A plant's leaf is attached to its stem at the leaf base, or leaf petiole. Plants have many different leaf arrangements, but those with three parts fall into the category of either compound leaves with three distinct sections to their leaves joined at each leaflet's petiole, or lobed leaves with two or more distinct lobes on the leaf margin and a single leaf petiole.
The easiest way to identify a leaf is by the specific traits of certain parts of the leaf. The correct terms for these traits are key to using a guide for plant identification. The petiole is the part of the leaf stem or mid-rib at the base of the leaf where it joins the trunk stem. The leaf margin is the very edge of the leaf which can be smooth or entire, serrated like a knife edge, ondulate or slightly wavy, or lacinate with tiny lobes. The leaf margin can also have large lobes, which are often entire but are sometimes slightly serrated.
Compound leaves are distinct from each other, and yet attach to only one stem at each leaflet's petiole. Each of the small leaves that make up the compound leaf is called a leaflet. Compound leaves can have as few as three leaflets, or many more attached to a single long stem. The leaflets look like distinct leaves, but since the leaflets share a common stem, they are grouped into a compound leaf group.
Compound Leaf Examples
Common types of trifoliate compound leaves include clover and strawberry leaves. Some trees, such as the box elder, have trifoliate compound leaves, while others, such as the black walnut and ailanthus, have compound leaves with many more leaflets.
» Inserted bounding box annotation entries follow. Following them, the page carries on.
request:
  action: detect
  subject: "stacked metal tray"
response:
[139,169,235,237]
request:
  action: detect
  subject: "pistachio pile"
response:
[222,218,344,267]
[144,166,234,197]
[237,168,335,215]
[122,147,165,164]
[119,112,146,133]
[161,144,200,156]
Lobed leaves are individual leaves on a single stem that have distinct sections with several veins branching out from the leaf petiole to the leaf margin. Each of these veins ends at the tip of a distinct leaf lobe. Leaves can have a single main vein which smaller veins branch off, or they can have two or more main veins, in which case they are called palmate leaves.
Lobed Leaf Examples
Lobed leaves are also very common; most maple leaves with three distinct and often serrated lobes are an example of leaves with three lobes. Some plants, such as the sassafras tree, can also have several different leaf-types. The sassafras tree exhibits leaves without any lobes, with two lobes and also with three lobes often all on the same tree. Fig tree leaves also commonly have three to five distinct lobes on each leaf with margins which are sometimes entire, and sometimes ondulate.